Let \(\mathbf{A} \in \mathbb{R}^{m\times n}\) with \(\operatorname{rank}(\mathbf{A}) = m\). Prove that every basis with respect to \(\mathbf{A}\) determines the same basic solution to \(\mathbf{A}\mathbf{x} = \mathbf{0}\).
Let \(\mathbf{A} \in \mathbb{R}^{m\times n}\) with \(\operatorname{rank}(\mathbf{A}) = m\) and let \(\mathbf{b} \in \mathbb{R}^m\). Let \(\mathbf{x}^*\) be a solution to the system \(\mathbf{A}\mathbf{x} = \mathbf{b}\). Let \(J = \{ i \in \{1,\ldots, n\} : x^*_i \neq 0\}. \) Prove that \(\mathbf{x}^*\) is a basic solution to \(\mathbf{A}\mathbf{x} = \mathbf{b}\) if and only if the columns of \(\mathbf{A}\) indexed by \(J\) are linearly independent.
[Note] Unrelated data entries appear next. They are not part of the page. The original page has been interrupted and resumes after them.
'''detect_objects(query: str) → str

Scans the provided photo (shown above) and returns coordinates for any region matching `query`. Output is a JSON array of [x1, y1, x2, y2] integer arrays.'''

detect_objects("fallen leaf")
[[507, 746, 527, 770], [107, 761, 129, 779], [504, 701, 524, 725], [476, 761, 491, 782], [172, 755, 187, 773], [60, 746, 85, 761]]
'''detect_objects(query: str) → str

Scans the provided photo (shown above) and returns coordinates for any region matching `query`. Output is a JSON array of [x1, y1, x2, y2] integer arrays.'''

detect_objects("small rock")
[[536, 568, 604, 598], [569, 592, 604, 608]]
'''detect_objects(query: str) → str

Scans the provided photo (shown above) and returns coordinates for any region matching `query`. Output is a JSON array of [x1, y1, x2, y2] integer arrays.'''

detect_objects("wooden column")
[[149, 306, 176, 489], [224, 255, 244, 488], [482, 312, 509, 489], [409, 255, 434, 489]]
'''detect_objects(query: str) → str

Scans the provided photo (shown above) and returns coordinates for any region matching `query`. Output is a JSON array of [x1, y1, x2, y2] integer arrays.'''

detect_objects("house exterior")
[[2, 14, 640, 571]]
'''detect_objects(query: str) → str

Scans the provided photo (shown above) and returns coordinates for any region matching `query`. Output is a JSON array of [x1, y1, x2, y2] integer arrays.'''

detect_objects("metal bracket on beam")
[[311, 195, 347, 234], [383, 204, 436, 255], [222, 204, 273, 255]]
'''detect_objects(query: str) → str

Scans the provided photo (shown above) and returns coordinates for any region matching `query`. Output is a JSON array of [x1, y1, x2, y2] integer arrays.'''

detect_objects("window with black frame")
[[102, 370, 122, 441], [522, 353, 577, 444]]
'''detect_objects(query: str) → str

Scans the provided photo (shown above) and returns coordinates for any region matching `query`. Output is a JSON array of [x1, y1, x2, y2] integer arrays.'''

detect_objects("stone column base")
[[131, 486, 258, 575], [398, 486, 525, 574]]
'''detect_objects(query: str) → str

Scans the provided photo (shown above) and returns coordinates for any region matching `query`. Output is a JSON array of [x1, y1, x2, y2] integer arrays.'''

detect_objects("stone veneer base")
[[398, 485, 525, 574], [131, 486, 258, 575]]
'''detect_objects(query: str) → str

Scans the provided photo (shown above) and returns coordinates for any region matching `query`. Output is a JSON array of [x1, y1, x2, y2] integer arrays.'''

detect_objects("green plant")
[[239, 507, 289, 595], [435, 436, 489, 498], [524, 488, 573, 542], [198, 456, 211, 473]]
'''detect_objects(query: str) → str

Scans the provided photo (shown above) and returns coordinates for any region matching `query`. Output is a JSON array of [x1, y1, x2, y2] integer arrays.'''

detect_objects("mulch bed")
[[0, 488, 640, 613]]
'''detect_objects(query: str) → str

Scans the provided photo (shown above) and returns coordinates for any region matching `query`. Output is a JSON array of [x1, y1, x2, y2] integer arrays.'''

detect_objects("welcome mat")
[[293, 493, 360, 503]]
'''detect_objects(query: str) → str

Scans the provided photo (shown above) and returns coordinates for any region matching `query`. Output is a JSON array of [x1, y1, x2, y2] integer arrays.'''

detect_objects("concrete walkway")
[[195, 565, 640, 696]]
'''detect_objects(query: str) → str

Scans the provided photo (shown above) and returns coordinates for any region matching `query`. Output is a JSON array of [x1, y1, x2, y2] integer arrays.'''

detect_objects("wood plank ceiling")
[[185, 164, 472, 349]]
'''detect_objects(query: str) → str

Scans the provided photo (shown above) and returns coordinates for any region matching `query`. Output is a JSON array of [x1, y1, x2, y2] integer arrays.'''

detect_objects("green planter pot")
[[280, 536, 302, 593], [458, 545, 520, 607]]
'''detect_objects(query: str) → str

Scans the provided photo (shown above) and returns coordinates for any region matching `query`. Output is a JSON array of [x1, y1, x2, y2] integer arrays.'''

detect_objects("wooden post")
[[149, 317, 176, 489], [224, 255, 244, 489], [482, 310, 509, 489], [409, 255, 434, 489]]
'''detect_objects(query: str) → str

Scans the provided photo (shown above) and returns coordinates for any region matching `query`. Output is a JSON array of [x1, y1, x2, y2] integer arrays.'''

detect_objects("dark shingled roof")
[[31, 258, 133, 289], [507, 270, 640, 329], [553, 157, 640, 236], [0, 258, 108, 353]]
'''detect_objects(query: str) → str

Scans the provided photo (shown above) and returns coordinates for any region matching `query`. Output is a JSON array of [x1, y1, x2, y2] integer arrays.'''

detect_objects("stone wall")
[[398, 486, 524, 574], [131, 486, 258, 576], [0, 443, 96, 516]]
Let \(\mathbf{A} = \begin{bmatrix} 1 & 2 & 0 \\ -1 & 1 & 1\end{bmatrix}\). Let \(\mathbf{b} = \begin{bmatrix} 4 \\ 2 \end{bmatrix}\). Determine all the basic feasible solutions to \(\begin{array}{r}\mathbf{A}\mathbf{x} = \mathbf{b}\\ \mathbf{x} \geq \mathbf{0}\end{array}\).